For most developers I expect the porting idea will be dependent on if the ARM on Windows push becomes successful, and emerges with a significant chunk of the market. Which seems somewhat 50/50 now, at best, from what limited info I can see.
Thanks again.

Re: Windows ARM64

Reply #4
I'm going to bump this topic for 2021, now that we know AArch64 has a future in consumer-grade computers thanks to Apple, Microsoft, and Qualcomm. It would be nice to see an AArch64 port of Foobar2000, and as one poster mentioned, also the standard included plugins. In my testing, Microsoft's x86-64 emulation is working better with each dev build, but a native executable would require less battery power -- and long battery life is the key selling point of all AArch64 devices.

Re: Windows ARM64

Reply #5
And ask all the developers to port every plugin to AArch64 as well, since you'll be wanting those too.

And people can pay me money for an ARM based laptop/desktop, to do the component port. I cannot keep forking out money for zero benefit.


Re: Windows ARM64

Reply #7
Interesting!

Re: Windows ARM64

Reply #8
Just FYI, for the currently available hardware, Windows for ARM runs better inside Parallels on macOS than it does on consumer bare metal hardware. But this Qualcomm hardware could also prove to be very nice as well.

At least on the Parallels setup, it runs well enough to run x86 and x86_64 games, as long as they're limited to DirectX 9-11 or OpenGL 3.2 or lower. This Qualcomm thing could probably beat that for compatibility, if it supports DirectX 12 and Vulkan, and higher versions of OpenGL.

Re: Windows ARM64

Reply #9
Very interested to hear that @kode54.
I'm trying to decide whether to wait for the M2 16" MacBook Pros or get one of the last Intel models now.

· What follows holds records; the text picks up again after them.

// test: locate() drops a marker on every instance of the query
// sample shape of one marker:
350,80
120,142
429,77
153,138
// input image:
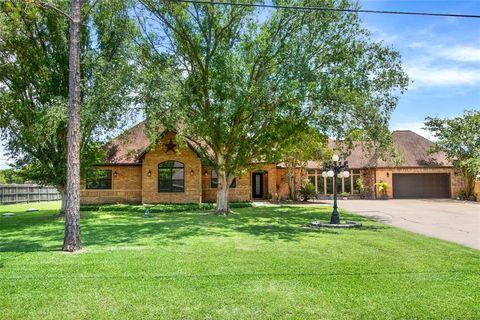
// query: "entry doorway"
257,185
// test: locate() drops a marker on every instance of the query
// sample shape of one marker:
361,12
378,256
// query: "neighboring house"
135,172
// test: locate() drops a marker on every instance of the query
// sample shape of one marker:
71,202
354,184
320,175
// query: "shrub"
159,208
382,188
308,191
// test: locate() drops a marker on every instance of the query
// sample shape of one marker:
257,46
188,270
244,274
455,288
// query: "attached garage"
421,185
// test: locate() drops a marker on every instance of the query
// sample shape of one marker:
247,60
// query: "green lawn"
258,263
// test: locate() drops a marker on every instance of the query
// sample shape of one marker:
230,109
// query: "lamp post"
335,169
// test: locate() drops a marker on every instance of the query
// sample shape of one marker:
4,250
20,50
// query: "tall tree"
241,81
35,79
71,241
295,152
459,138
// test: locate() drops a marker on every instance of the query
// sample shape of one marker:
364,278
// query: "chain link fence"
18,193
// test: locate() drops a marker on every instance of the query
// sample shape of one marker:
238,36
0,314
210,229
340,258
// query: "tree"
459,139
295,151
37,82
238,85
10,176
71,241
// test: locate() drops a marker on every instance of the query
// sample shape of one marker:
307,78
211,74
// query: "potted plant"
344,195
382,188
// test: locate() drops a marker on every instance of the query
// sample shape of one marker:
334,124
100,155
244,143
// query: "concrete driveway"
450,220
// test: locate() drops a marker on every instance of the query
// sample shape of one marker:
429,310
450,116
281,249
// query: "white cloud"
430,75
461,53
415,126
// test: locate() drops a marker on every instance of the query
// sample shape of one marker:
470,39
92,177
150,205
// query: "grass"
257,263
158,208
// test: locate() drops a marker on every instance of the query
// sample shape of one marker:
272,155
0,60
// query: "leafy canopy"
459,139
239,81
34,83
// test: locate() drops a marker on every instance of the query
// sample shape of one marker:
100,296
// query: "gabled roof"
130,146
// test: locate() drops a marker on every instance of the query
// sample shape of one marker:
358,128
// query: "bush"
308,191
382,188
159,208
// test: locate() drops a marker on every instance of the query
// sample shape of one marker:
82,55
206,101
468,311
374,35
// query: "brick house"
135,172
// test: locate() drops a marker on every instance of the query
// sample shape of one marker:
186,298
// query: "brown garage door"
421,185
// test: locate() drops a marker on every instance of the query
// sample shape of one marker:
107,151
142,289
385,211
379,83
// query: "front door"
257,185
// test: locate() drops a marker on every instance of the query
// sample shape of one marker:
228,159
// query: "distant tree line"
8,176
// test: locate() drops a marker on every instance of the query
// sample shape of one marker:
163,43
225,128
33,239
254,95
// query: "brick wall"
386,174
282,182
242,191
193,179
126,187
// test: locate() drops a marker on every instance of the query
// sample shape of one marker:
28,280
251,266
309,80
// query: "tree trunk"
291,164
63,197
72,241
222,198
224,181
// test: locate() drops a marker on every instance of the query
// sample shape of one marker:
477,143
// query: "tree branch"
46,5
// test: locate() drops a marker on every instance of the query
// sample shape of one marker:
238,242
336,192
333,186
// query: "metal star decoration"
170,146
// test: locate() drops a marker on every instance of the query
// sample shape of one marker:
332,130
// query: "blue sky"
441,56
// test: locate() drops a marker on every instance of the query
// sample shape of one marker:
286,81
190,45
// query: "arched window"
171,177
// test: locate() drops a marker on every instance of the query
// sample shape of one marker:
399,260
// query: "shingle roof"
412,147
131,145
128,146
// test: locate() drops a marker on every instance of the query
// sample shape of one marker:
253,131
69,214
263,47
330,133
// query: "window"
214,181
171,177
100,179
357,184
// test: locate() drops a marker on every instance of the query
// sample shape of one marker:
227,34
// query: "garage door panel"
421,185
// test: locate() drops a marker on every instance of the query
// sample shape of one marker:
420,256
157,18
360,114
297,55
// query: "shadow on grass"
268,223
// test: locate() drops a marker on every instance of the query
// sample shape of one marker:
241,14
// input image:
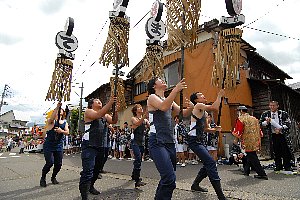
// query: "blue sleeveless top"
54,141
161,126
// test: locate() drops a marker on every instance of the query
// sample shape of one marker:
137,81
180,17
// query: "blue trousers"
92,160
164,157
52,158
138,153
209,165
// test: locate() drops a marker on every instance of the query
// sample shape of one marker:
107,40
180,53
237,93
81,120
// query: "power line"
90,48
99,34
277,34
261,16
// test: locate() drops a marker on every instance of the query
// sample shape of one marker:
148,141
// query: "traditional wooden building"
259,81
9,124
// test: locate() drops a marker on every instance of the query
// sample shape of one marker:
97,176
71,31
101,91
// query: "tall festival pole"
115,50
227,52
60,86
155,30
182,30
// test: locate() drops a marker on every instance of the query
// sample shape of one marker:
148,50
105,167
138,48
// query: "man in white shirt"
277,123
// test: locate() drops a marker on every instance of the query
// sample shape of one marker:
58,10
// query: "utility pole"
80,108
4,94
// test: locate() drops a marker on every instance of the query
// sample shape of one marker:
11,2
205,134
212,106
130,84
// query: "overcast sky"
28,29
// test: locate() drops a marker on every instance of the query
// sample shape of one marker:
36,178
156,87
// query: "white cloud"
28,50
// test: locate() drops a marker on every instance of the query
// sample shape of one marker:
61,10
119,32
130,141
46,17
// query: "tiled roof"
295,85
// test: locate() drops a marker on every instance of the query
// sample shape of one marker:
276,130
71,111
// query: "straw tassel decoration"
60,86
227,58
153,60
120,92
118,35
182,13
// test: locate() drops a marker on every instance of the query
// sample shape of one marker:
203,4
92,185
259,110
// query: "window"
172,73
140,88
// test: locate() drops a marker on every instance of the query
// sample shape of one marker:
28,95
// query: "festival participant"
278,123
248,129
161,140
197,128
179,143
53,145
139,123
93,151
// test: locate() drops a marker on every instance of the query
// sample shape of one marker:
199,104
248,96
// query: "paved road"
19,179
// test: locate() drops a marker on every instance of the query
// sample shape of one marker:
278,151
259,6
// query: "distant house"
295,86
9,124
259,82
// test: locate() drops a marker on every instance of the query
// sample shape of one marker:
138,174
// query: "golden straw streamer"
118,36
60,86
153,61
182,13
120,92
227,58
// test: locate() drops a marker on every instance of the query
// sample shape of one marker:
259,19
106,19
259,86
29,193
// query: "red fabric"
239,128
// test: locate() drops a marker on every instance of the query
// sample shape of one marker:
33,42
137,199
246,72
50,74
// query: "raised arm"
164,105
214,106
91,114
187,111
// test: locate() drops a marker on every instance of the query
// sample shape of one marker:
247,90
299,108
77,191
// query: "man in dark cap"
247,128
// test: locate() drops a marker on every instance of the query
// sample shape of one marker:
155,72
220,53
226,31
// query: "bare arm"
155,102
110,119
52,117
187,111
136,122
91,114
64,131
214,106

It sounds like if I did get an M2 MBP, I could run foobar2000 in Windows for ARM, including the classic Waveform Seekbar (which requires DirectX 9.0c) and performance would be perfectly fine?
That's very helpful to know if so... Emulation eh!

Re: Windows ARM64

Reply #10
Not so much emulation as ahead-of-time translation. It runs a translator on all static code on launch, and keeps a cached copy around for future runs. Same as Rosetta 2. It will use just-in-time translation if there is any code which is generated at runtime rather than part of the modules loaded.